Making sense of the markets this week: January 18, 2021
These are two major players that also offer very attractive dividends at near 6% for TC Energy and Enbridge is above 7%. Their stock prices remained depressed. That’s good news for those seeking to build that dividend stream by way of reinvestments. But of course the stocks have not been strong contributors to total returns over the last several years.
Also, one can access the oil and gas producers by way of iShares XEG.

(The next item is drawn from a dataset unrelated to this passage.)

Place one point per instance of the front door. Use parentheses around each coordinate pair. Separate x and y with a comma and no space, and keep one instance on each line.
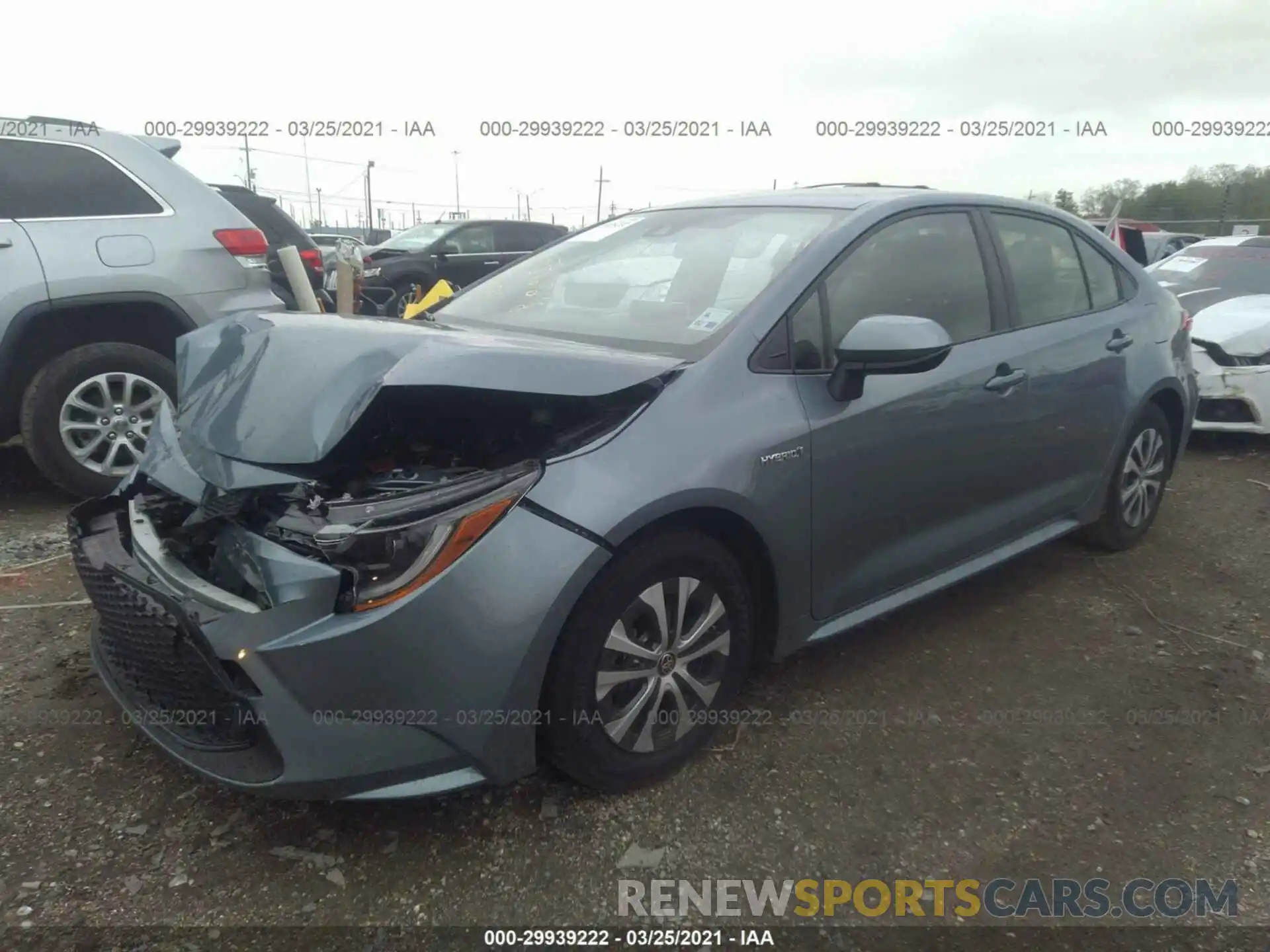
(473,254)
(922,471)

I am still long Enbridge and TC Energy. I’m happy to collect those dividends but would certainly welcome some price appreciation in the future. Stock prices have begun to tick up. Only time will tell if that’s the beginning of a larger trend.
Oil prices continue to surge
Also on the energy front, you may have noticed that it costs a little (or a lot) more to fill your tank these days. That’s thanks to rising oil prices, which, in the U.S., recently hit a 10-month high thanks to the promise of production cuts by OPEC (Organization of Petroleum Exporting Countries) and a weak U.S. dollar.
U.S. oil (WTI) has increased some 47% from Nov. 1, when we first received the very positive COVID-19 vaccine reports. As I write this on Thursday morning, Jan. 14, Canadian crude is up over 4% to $39.41, a one-year high according to OilPrice.com. Over the last month, the price has increased 19%.
The oil sector will benefit greatly upon successful vaccine delivery. There is incredible pent-up demand for travel by ground and air. More may hop in their cars and head back to work at their office locations. But, as we touched on last week, that successful vaccine delivery is the wild card in 2021.
This might be one of the more pure plays that benefits from a return to normal. And it would also deliver a needed boost for the Canadian economy.